Pedro Castillo; “No lo veían porque no lo querían ver”

Anibal García Fernández*

Pedro Castillo: “Me voy a pronunciar en la medida que las autoridades  electorales nos arrojen los resultados” | Elecciones 2021 Flash electoral  Ipsos nndc | ELECCIONES-2021 | EL COMERCIO PERÚ
Fuente: El comercio Perú

Como la historia de Garabombo el invisible, de Manuel Scorza, así llegó Pedro Castillo a la primera vuelta electoral de abril, dando la sorpresa a propios y extraños. El triunfo de Castillo trae a Perú un aire de renovación en todo sentido, tanto para las izquierdas como para la población que ha vivido más de veinte años de un modelo neoliberal que acentúa brechas, profundiza contradicciones, pero, sobre todo, reproduce la condición dependiente de este país andino.
Estas elecciones fueron una muestra del racismo, clasismo, de las divisiones internas entre los tantos “Perús realmente existentes”: el de la sierra, la selva y la costa, el del norte y el sur rebelde, el del campo y la ciudad. Este texto tiene dos objetivos: salirse del discurso de la “sorpresa” del triunfo de Castillo, pues no lo es, y un acercamiento general al plan del partido Nuevo Perú.

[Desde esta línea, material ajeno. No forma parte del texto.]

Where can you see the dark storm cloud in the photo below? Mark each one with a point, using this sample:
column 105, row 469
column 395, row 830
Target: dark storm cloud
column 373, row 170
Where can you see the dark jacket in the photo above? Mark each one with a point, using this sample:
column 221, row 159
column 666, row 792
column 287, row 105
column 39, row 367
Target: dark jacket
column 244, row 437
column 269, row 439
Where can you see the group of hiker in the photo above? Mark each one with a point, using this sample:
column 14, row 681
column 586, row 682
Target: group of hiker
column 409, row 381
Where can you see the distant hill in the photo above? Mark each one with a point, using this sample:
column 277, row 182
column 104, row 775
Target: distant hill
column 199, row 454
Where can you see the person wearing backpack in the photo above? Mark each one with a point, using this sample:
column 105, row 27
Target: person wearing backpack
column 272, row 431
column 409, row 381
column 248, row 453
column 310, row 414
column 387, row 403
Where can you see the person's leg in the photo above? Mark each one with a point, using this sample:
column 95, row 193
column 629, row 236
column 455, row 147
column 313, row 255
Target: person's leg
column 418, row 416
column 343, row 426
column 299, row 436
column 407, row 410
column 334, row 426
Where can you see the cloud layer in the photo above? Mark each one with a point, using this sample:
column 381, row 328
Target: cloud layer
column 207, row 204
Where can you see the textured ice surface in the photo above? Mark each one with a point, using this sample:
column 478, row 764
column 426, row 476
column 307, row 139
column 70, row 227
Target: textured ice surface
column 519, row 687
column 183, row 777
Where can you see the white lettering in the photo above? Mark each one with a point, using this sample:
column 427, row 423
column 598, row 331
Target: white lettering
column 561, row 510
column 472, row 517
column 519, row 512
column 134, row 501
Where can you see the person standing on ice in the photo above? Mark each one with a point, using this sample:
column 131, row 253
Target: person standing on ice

Del pizarrón a la “Casa de Pizarro”
Pedro Castillo, nació en Cajamarca, fue miembro de las “Rondas Campesinas”, organización comunitaria campesina, formadas desde hace cuatro décadas y reconocidas por el estado peruano. Fue maestro de primaria desde 1995 (con estudios de psicología educativa) y, sobre todo, líder sindical magisterial, uno de los sindicatos históricos más fuertes de Perú. Castillo logró, contra viento y marea, estar en la segunda vuelta contra Keiko Fujimori, hija del expresidente Alberto. Con una votación cerrada, Castillo consiguió 50.12% de los votos frente al 49.87% de Keiko.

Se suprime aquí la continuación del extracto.